You, the parent is the authoritarian in all of the kid’s parent relationships in your family. Your kids will believe that they are on the same playing field like you without you taking your position as the head of the home. Keep in mind; you are the parent and not your kid’s friend.
Just Get Away
Alone time is very significant for parents, but it is normally difficult to find some time that you can have for yourself. The stress often faced by working parents and single parents can affect relationships between the children and single parent.

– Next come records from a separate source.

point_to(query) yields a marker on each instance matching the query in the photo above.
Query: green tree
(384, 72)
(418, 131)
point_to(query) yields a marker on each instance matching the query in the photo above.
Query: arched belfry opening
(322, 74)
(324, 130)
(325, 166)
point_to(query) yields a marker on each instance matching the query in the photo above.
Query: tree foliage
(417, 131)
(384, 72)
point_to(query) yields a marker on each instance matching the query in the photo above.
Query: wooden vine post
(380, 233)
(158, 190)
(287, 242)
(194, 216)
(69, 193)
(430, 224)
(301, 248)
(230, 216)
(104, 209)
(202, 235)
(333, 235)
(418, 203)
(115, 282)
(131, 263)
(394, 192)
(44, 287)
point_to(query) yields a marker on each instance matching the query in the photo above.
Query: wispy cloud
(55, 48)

That is why taking time for yourself is not merely well deserved but it is necessary in order to be a great parent. Even if you can only set aside one hour every week to get away from everything, you must do it. You will feel better concerning yourself and you will see fewer problems in your child-parent relationships.
One on One Time
Children usually vie to get their parents’ attention and this may be overwhelming when you are raising kids without a partner or spouse. Since there is only one parent, all of your children will want to gain your attention.
Parental counseling: This can simply be solved by creating some time that you will spend engaging in something unique with this child. It does not cost you any money. You can simply read a book together; you could go for a bike ride or play a game of Go Fish. Whatsoever it is that you select to do together does not actually matter; as long as you spend the time to build your child-parent relationships you will be raising kids who are well-adjusted and happy.
Prioritize Your Life
Single parents can’t be at more than one place at a time and unfortunately, teachers and activities instructors don’t seem to understand the simple fact that you are raising children on your own. You will be required to set priorities as to which event you will be attending on a particular day.
The best parenting help is to engage your kids in a conversation about which event they would most like you to attend. This will help them to understand that you wish you could attend all the events but you can’t. Knowing these concerns you will help your kids develop healthier child-parent relationships.